Special interests feeding on voter apathy: former Globe editor

John Stackhouse spoke Thursday night on voter turnout. Photo: Elizabeth Whitten

A former editor-in-chief of the Globe and Mail said there is a “quiet siege” on the media, where “they are eroding before our eyes, in terms of engagement and, with that, legitimacy.”

John Stackhouse spoke to a crowd of about 60 people on Thursday night in a lecture called Byte-Sized Democracy at the University of King’s College. Stackhouse is currently a senior fellow at the Munk School of Global Affairs in Toronto.

While editor-in-chief of The Globe he oversaw massive redesigns in the paper’s layout and an unapologetic installation of a paywall.

He’s seen the rise of digital media in the newsroom and he’s noticed the changing society that goes along with it.

During the evening he spoke at length on the changes that came with the adoption of digital media, as well as low voter turnout.

Voting in a brave new world

A common myth on voter turnout is that, if voting were more accessible, more people would do it. That’s not the case, Stackhouse said. Voting is the easiest it’s ever been and there’s still a low voter turnout.

Stackhouse argued there’s been a fragmentation in the consumption of media. People now have their own tiny, personalized interests that don’t intersect with the greater whole. In return, large groups, whether it be in the realm of politics or media, court the favour of these smaller interest groups. They focus on “smaller and smaller groups of voters.”

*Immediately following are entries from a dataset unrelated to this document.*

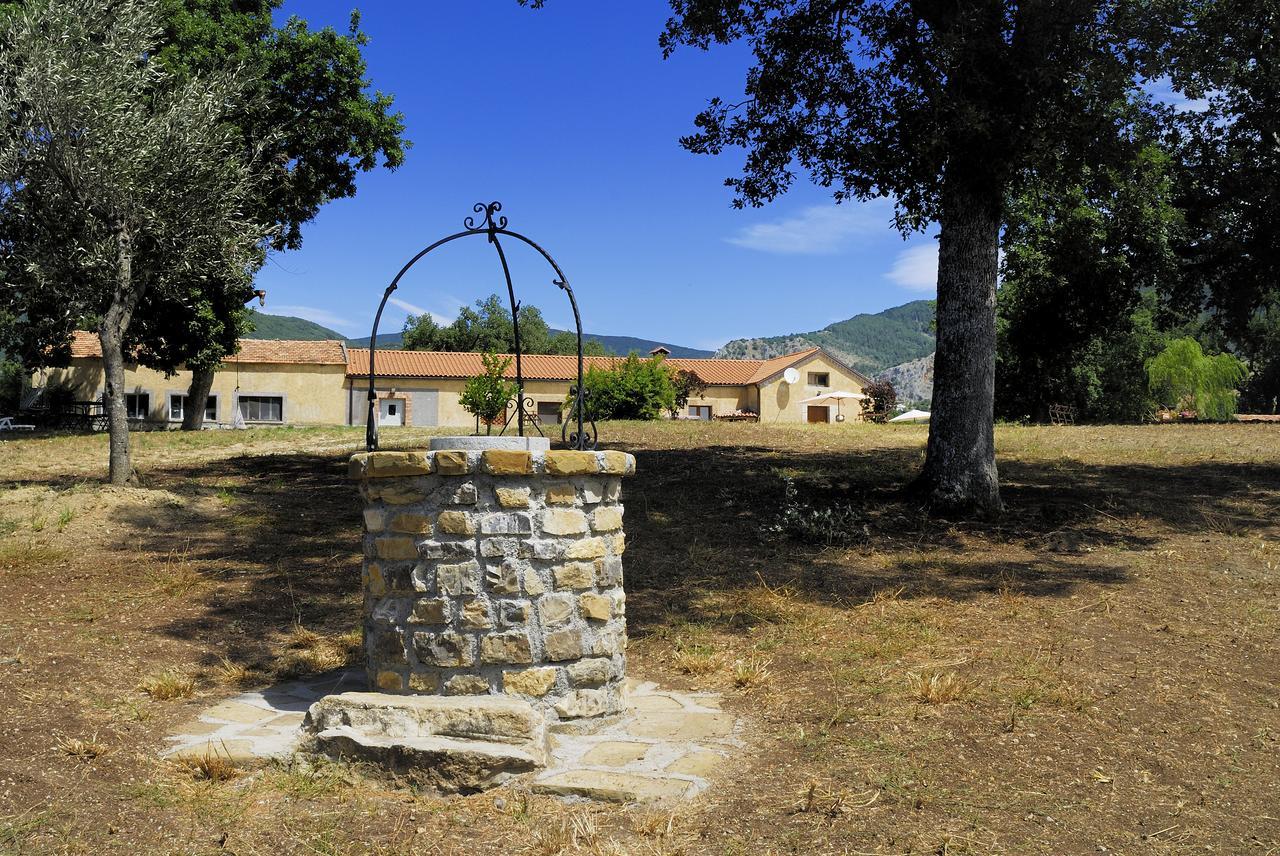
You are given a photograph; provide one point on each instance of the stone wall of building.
(496, 572)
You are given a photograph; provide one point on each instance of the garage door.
(426, 407)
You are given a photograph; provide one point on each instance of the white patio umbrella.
(835, 396)
(912, 416)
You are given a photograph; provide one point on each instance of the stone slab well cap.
(481, 443)
(497, 462)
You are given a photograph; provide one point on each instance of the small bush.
(831, 525)
(878, 407)
(634, 389)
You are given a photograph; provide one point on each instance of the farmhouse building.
(327, 383)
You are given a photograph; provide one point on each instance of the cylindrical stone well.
(496, 571)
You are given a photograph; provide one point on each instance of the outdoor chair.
(7, 424)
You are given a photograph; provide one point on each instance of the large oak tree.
(947, 106)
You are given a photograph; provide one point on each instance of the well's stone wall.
(496, 572)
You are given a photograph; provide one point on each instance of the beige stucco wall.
(312, 394)
(781, 402)
(449, 412)
(725, 399)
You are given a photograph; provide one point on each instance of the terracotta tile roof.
(440, 364)
(437, 364)
(325, 352)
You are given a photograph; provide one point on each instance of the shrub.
(881, 403)
(831, 525)
(1187, 379)
(632, 389)
(686, 385)
(488, 393)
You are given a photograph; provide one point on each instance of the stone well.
(496, 571)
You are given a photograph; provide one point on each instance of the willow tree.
(106, 161)
(947, 108)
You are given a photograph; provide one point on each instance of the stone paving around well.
(664, 746)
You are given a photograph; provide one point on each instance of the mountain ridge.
(868, 342)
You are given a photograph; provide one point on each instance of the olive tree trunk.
(959, 472)
(197, 396)
(110, 333)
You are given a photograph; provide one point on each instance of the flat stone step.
(613, 787)
(498, 719)
(449, 764)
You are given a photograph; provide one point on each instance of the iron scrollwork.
(585, 435)
(521, 408)
(492, 224)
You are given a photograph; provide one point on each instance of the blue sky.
(571, 118)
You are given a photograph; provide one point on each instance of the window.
(137, 406)
(261, 408)
(548, 412)
(178, 406)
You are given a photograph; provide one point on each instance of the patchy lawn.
(1097, 672)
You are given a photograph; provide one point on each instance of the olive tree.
(115, 181)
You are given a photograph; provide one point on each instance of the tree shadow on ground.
(698, 523)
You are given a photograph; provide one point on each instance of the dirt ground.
(1097, 672)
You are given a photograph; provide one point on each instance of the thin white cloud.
(818, 229)
(341, 323)
(412, 309)
(1162, 90)
(405, 305)
(917, 268)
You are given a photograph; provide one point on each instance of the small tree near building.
(880, 404)
(488, 394)
(686, 385)
(1185, 378)
(634, 389)
(117, 182)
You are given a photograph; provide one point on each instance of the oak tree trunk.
(959, 475)
(110, 333)
(197, 396)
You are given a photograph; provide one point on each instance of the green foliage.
(488, 394)
(259, 325)
(1229, 187)
(685, 384)
(880, 406)
(1187, 379)
(100, 149)
(1077, 303)
(632, 389)
(488, 326)
(831, 525)
(13, 384)
(1261, 394)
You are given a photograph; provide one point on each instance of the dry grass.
(236, 674)
(937, 687)
(1088, 672)
(750, 672)
(85, 750)
(211, 765)
(696, 662)
(168, 685)
(177, 577)
(311, 653)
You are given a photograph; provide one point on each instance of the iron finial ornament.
(493, 224)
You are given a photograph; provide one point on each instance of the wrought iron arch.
(585, 434)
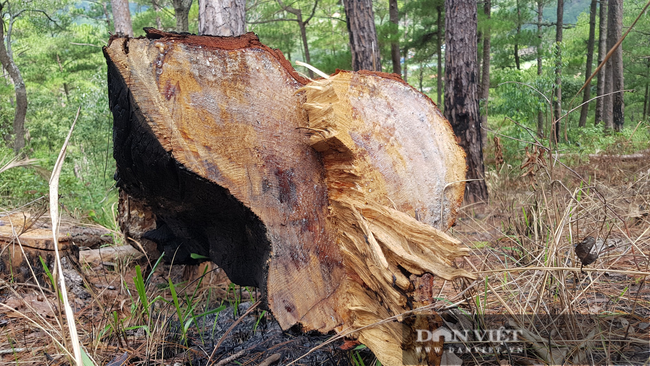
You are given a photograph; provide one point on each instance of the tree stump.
(329, 195)
(23, 244)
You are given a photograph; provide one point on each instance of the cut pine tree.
(328, 195)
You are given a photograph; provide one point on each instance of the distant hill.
(572, 8)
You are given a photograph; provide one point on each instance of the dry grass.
(522, 246)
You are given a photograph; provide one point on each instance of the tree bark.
(7, 60)
(540, 18)
(182, 14)
(517, 36)
(224, 18)
(363, 35)
(394, 46)
(647, 89)
(439, 54)
(558, 70)
(590, 60)
(122, 17)
(461, 97)
(608, 100)
(310, 191)
(156, 8)
(485, 82)
(618, 105)
(303, 27)
(602, 51)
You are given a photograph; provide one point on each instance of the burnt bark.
(363, 35)
(241, 160)
(602, 51)
(461, 97)
(182, 14)
(394, 45)
(222, 17)
(590, 60)
(122, 17)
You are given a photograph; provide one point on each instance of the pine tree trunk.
(7, 60)
(439, 53)
(485, 82)
(310, 191)
(608, 109)
(122, 17)
(182, 14)
(590, 60)
(517, 36)
(224, 18)
(394, 46)
(558, 70)
(156, 8)
(540, 18)
(618, 105)
(363, 35)
(647, 89)
(602, 51)
(461, 97)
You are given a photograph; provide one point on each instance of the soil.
(510, 240)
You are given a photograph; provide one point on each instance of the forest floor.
(523, 248)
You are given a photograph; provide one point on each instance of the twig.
(231, 358)
(271, 360)
(574, 269)
(611, 52)
(54, 215)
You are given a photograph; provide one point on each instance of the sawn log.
(331, 196)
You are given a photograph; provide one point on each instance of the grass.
(522, 246)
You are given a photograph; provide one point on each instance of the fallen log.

The greatest threat, he said, is voter apathy and people’s alienation from political institutions. It has created a vacuum that groups with deep pockets have filled.

Stackhouse said the decline in voting is a threat to democracy.

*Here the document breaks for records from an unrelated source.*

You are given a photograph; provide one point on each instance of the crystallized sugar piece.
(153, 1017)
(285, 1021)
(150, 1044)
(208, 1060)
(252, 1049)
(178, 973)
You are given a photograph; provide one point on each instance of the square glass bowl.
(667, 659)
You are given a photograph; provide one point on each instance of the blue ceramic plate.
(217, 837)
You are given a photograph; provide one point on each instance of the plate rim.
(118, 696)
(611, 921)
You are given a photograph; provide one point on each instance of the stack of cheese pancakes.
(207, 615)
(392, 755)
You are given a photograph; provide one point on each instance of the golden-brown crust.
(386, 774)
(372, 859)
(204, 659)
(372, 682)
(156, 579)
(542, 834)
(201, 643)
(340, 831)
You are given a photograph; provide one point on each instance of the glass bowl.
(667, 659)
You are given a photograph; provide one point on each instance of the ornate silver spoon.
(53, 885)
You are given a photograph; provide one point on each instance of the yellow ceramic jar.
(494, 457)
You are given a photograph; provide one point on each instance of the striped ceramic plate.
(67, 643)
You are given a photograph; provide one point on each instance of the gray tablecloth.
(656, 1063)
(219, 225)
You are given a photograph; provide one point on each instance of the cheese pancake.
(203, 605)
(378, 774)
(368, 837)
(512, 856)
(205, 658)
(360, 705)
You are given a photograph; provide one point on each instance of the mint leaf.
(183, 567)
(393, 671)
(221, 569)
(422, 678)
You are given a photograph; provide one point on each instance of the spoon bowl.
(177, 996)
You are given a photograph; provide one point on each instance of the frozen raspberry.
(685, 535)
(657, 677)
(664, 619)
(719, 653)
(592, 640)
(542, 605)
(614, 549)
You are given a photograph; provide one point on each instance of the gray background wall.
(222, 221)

“Political action committees funded by special interest groups, by corporations, wealthy individuals and unions are today the most powerful political force in the world,” he said.

“And they are profoundly shaping Capitol Hill, in the White House, with the message that appeals to five to 10 per cent of the population, the so-called ‘undecided’.”

The rise of niche publications

Like it has in politics, the publishing world has also seen a segmentation. Stackhouse calls this a “trend towards personalized news and away from shared experience … The greater risk which is emerging is not to us as individuals, but it is to the collective.”

Niche media groups don’t try to court the majority of readers, they just go after smaller groups of selective consumers.

David Guy, who works at AllNovaScotia.com and Postmedia, was in the audience. He disagreed with Stackhouse, arguing consumers have always had niche interests “ but we really didn’t have a choice. You had to buy the whole newspaper or watch the whole CTV news. Nowadays you go on your phone and you just pick-pick-pick.”

John Stackhouse getting ready for the “Byte-sized democracy” Lecture at King’s College. Photo: Elizabeth Whitten

A call to action

Stackhouse concluded his lecture with five recommendations:

  1. increase financing for public activities, in for-profit and non-profit sectors
  2. create more foundations that are “devoted to action rather than debate”
  3. introduce mandatory voting and digital voting over the phone
  4. encourage universities and colleges to offer mandatory civics classes that could be held online
  5. encourage universities to “take media and democracy to to next digital level” to get more people voting

Rachel Ward, a master’s student in investigative journalism program at King’s, said the need for new ventures  “is exactly what this guy’s talking about. We need brand new models, new funding streams.”